Activity 8, Advanced - Intro to Spatial Mapping
In this adventure, students will begin mapping the SVG Canvas units to physical and tangible drawing surfaces utilizing tactile drawing paper. Students will draw basic shapes on tactile dot or graph paper and understand how to mark and understand shape positions around the canvas and measure the dimensions of their shapes.
Setup - Activity 8
This activity can be broken down into several elements for lesson planning.
Objectives
- Learn how a drawing on paper can be mapped into digital units by presenting a tactile coordinate system.
- Teaching that the origin is the top-left corner of any drawing in either portrait or landscape orientation and is represented as (0,0) or x=- and y=0.
- Teaching that we can think of the relative units as 100 units per inch, and that each dot on the provided dot paper or each line in the graph paper represents 50 unit increments across the paper.
- Have fun creating designs with basic shapes and understanding how to feel and note their dimensions/sizes using the tactile markings on the paper.
Materials Needed
- APH Draftsman Tactile Drawing Board or APH TactileDoodle
- Tactile Dot or Graph paper (Provided in TADA materials)
- Stylus or Pen
- Tactile Rulers
- Cardstock or Cardboard/ for a straight edge that can be folded
Alternate Materials
- Sensational Blackboard
Ideas for Carrying Out This Activity
- Use basic shapes at first, offer up suggestions like making a circle 150 units in diameter, squares and rectangles of various sizes,and try connecting various dots together with lines to make triangles and polygons.

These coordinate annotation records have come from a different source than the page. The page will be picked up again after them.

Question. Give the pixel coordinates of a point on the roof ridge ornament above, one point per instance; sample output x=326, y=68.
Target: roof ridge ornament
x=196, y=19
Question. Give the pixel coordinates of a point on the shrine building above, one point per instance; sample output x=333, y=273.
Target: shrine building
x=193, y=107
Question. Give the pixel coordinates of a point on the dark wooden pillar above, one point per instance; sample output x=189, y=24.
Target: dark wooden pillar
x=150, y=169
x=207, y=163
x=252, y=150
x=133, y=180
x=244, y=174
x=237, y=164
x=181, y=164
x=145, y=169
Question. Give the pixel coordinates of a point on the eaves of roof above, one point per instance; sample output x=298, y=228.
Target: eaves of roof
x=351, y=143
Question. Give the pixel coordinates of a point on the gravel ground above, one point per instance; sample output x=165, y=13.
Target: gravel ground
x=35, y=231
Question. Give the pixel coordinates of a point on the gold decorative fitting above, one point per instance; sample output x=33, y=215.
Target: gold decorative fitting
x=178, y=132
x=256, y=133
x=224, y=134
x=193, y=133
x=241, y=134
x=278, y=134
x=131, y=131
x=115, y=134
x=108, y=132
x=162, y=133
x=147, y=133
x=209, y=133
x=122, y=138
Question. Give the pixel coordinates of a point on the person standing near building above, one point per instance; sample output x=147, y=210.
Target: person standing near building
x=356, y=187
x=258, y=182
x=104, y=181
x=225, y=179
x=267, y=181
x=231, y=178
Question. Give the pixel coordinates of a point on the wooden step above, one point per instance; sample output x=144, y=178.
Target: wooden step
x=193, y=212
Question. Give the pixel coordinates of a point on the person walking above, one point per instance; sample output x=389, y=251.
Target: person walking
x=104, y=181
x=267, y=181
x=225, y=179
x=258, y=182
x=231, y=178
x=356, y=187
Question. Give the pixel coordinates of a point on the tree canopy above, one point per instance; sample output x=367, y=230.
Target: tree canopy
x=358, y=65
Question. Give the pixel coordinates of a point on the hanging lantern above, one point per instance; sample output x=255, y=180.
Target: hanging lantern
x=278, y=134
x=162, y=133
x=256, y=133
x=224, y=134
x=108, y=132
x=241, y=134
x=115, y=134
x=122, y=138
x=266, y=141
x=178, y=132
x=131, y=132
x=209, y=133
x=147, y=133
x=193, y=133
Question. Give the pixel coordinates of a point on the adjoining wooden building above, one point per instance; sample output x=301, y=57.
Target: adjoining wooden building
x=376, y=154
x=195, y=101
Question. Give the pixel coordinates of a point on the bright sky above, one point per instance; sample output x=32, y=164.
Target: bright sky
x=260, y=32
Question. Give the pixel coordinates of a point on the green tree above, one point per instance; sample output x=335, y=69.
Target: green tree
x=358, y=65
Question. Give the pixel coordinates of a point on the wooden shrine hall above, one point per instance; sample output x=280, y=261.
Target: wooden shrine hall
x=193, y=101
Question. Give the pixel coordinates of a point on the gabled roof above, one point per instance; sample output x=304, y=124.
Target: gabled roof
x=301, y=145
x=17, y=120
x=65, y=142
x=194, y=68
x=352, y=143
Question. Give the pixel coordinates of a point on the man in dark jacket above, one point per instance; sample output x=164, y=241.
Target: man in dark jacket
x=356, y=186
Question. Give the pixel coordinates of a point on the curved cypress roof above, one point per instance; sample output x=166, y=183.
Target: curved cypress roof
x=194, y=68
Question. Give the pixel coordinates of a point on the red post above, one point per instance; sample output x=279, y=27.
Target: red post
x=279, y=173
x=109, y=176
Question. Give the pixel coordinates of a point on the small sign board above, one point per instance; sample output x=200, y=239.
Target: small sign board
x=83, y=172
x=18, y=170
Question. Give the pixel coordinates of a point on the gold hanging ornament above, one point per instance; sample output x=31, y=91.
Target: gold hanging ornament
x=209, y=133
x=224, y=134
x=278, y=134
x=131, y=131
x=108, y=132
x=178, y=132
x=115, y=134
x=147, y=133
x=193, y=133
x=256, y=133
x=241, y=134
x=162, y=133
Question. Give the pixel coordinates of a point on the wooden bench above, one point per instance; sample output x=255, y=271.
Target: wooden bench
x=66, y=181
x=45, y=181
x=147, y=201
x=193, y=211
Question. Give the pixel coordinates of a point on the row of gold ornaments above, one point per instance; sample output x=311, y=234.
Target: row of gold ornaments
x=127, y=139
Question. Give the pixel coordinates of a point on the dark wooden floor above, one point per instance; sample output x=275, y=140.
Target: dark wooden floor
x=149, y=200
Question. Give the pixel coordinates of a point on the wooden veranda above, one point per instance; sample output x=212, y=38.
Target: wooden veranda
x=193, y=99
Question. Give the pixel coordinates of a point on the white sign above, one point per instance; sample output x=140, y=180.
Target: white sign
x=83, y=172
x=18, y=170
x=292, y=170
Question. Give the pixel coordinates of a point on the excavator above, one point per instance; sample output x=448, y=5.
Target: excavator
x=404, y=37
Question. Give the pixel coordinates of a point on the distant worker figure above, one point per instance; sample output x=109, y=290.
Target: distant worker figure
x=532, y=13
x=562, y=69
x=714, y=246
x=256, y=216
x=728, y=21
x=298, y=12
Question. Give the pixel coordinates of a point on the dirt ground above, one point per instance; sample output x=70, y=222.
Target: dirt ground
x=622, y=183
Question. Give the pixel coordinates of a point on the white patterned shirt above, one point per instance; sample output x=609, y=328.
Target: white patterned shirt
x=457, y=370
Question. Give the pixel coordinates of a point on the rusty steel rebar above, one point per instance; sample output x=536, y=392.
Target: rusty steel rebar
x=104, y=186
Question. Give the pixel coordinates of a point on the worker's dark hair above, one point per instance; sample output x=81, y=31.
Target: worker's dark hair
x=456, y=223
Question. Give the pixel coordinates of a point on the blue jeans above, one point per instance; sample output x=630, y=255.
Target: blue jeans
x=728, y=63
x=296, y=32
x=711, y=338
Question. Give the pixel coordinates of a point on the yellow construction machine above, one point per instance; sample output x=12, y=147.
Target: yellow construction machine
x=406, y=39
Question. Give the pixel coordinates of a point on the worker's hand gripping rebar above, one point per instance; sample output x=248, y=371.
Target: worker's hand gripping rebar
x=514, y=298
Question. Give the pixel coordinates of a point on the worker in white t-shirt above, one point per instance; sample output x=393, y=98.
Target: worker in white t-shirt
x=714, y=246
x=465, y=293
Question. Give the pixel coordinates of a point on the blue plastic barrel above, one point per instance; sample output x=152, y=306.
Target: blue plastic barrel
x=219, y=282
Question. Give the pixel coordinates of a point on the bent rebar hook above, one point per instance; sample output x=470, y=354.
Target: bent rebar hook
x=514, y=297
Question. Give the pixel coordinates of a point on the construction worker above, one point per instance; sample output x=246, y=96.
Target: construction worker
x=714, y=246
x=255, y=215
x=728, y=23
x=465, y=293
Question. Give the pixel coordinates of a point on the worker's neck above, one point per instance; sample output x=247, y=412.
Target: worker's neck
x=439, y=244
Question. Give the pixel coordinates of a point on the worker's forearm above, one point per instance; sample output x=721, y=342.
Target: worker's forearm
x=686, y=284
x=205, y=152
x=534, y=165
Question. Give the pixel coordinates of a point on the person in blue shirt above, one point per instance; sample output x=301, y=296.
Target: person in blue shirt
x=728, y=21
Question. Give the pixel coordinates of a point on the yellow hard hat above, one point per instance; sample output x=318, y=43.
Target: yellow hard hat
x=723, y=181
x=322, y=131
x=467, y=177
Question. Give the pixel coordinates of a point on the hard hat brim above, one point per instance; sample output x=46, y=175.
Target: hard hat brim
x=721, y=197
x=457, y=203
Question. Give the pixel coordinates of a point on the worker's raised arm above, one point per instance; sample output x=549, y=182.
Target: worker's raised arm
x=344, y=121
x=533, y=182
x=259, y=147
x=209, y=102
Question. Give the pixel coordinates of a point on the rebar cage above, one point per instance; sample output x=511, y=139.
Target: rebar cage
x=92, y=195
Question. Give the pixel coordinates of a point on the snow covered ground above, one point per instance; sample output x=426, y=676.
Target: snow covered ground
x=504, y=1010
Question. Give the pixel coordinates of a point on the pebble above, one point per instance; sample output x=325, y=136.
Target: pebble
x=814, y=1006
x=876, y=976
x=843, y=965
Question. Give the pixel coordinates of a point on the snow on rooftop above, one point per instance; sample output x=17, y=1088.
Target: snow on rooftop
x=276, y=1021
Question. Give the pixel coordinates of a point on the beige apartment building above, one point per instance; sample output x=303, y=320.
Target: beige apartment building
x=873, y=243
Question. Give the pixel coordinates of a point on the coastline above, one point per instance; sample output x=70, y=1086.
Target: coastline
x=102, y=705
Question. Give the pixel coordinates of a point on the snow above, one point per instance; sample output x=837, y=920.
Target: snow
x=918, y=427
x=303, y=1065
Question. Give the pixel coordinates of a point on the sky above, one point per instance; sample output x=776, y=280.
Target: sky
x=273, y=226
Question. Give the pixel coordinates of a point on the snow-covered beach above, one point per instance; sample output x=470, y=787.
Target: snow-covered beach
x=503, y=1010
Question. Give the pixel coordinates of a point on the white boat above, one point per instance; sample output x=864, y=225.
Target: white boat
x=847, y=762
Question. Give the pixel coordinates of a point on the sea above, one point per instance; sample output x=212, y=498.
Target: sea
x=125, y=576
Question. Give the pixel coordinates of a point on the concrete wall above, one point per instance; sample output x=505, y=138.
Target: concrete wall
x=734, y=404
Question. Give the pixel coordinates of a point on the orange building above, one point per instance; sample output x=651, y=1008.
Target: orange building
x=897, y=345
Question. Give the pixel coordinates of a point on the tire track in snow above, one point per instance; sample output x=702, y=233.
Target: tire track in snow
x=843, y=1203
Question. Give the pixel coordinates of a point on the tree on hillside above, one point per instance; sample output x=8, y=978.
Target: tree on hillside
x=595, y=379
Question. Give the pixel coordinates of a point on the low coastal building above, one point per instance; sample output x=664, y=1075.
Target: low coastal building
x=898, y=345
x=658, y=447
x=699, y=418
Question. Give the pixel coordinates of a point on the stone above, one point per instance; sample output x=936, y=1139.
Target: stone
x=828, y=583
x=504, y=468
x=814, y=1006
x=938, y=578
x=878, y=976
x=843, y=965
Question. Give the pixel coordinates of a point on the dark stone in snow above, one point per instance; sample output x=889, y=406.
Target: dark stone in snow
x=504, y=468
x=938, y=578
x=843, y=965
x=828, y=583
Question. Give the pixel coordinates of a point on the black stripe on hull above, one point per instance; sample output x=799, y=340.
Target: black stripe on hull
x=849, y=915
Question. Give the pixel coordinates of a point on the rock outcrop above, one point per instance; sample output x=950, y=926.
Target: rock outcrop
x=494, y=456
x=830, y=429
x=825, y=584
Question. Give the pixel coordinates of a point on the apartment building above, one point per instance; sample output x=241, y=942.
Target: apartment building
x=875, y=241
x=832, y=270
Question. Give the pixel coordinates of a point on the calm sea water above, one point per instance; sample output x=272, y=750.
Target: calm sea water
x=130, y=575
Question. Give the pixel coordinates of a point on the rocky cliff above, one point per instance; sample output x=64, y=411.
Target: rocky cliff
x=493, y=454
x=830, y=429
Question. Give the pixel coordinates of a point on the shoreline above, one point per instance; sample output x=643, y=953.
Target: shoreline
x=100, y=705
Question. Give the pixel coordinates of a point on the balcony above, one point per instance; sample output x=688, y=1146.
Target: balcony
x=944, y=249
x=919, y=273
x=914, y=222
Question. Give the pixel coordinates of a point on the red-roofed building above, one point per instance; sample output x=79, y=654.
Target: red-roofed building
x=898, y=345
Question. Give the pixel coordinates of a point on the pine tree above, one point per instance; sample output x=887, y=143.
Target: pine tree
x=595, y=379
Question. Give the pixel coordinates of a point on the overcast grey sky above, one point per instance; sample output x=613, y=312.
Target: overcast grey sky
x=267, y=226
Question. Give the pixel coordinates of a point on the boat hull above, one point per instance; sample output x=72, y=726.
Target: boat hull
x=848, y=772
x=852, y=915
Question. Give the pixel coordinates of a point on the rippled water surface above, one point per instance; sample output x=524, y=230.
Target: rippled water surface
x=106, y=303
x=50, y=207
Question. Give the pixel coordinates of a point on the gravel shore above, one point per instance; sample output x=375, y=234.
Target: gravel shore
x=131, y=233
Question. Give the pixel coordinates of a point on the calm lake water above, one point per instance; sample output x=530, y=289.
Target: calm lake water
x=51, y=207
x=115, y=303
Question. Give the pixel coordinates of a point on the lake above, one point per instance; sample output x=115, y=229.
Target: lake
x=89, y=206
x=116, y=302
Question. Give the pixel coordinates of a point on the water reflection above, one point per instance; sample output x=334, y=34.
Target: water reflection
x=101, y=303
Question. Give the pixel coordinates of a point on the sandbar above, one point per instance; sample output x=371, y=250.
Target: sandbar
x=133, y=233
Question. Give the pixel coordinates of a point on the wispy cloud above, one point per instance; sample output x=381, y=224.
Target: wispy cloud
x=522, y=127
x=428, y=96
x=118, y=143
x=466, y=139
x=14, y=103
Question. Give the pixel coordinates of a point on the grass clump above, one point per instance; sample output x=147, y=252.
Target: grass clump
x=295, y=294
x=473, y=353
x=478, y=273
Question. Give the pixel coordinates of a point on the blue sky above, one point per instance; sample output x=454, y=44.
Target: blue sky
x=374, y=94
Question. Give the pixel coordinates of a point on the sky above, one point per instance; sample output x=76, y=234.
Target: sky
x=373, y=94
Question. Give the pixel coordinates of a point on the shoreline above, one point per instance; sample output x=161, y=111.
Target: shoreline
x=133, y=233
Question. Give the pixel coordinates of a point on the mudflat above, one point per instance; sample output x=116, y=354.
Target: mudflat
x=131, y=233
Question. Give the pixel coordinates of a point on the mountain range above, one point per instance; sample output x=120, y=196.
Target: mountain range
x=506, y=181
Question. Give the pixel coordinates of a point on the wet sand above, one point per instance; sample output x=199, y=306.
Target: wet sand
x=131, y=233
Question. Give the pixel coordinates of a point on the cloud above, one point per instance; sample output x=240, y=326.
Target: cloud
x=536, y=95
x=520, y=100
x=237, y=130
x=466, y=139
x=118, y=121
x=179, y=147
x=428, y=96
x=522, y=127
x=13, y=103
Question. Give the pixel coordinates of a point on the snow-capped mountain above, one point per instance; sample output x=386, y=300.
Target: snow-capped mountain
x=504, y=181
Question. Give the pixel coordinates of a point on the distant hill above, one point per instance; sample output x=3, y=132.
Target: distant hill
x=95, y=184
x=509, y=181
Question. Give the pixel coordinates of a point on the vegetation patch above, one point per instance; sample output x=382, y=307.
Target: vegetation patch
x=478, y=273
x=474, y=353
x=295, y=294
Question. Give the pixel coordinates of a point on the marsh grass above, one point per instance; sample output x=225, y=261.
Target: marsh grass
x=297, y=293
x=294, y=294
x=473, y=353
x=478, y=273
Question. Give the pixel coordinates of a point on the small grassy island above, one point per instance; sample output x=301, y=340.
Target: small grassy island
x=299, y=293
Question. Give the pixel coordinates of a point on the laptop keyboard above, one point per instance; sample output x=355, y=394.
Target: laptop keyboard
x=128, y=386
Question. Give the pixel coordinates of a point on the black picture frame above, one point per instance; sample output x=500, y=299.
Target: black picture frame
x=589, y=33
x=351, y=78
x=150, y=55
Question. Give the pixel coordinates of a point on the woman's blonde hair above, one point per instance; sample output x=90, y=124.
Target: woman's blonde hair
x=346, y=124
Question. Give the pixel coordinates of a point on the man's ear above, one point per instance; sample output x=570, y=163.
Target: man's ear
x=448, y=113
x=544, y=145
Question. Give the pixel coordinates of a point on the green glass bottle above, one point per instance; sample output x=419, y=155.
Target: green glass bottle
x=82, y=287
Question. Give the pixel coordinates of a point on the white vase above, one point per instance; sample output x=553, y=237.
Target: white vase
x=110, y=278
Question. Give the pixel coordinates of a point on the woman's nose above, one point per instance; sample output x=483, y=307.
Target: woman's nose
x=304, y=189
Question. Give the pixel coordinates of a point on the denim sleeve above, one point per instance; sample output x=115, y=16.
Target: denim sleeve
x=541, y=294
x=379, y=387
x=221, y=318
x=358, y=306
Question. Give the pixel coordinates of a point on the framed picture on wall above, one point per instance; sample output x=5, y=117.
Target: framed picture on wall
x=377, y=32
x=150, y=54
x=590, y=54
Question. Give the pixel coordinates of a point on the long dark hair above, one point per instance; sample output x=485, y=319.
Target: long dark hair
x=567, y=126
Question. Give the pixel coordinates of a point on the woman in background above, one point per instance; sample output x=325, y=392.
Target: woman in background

- If a student wants to progress further than basic shapes, encourage them to build a scene using various shapes and straight lines.
Adventure Map: Activity 8
Teaching tip: Provide sufficient time for the student to explore, develop skills, and have fun at each step! Encouraging creativity and personal preferences for drawing as much as possible. Some students may be able to accomplish each step in one session; most students will need several sessions to complete the adventure.
1. Introduction
By this point through TADA, students should be comfortable drawing basic shapes via tactile drawing surfaces. Ask your students how they think computers know how large or small to render graphics and where to place them on the screen or paper.
The answer is numbers, specifically the numbers the students give the computer. When drawing shapes, ideas like size, positioning, line thickness, and more are understood by the computer as "attributes" and the numbers that change these attributes are called "values." We have to know the values of the various attributes of the shapes we draw in order to accurately input them on the computer.
2. Create Your Graphic
Provide your student with drawing materials. Ask your student to draw a series of basic shapes with different attribute values on the tactile paper. The following are some example instructions:
- "Draw a circle that is 150 units in diameter in the center of the paper"
- "draw a rectangle 200 units wide and 50 units tall, starting the top-left corner of the rectangle 100 units over on X and 300 units down on Y,"
- "Draw a right triangle with the top point starting at 50 units over on X and 50 units down on Y, the second point 50 units over on X and 200 units down on Y, and the third point 250 units over on X and 200 units down on Y, and connect all the dots together."
Once students get an understanding of how to think about the attributes and the values as they appear on the tactile paper, have them explore drawing their own scene or set of shapes, sticking to basic shapes and straight lines.
3. Talking through Design Process
- Have students speak out their shape attributes and values.
- Have students toss out shapes and values to the other students to try drawing on their own workspaces.
- Tie this back to the previous lessons about communicating drawing instructions.
4. Conclusion
Once students are comfortable with the canvas space, get them excited for the next step of translating their designs into actual code on the computer that will render it digitally.
- Does feeling their drawings and knowing the dimensions make them feel more assured about the numbers they'll be using to build their shapes?
- Does the canvas system make sense?
- Reinforce that the top-left corner of the drawing is (0, 0) and is known as the origin, and that for a standard 8.5"x11" sheet of Letter paper in landscape orientation, this means that the top-right corner can be represented as (1100, 0), the bottom-right corner as (1100, 850), and the direct center of the page as (550, 425).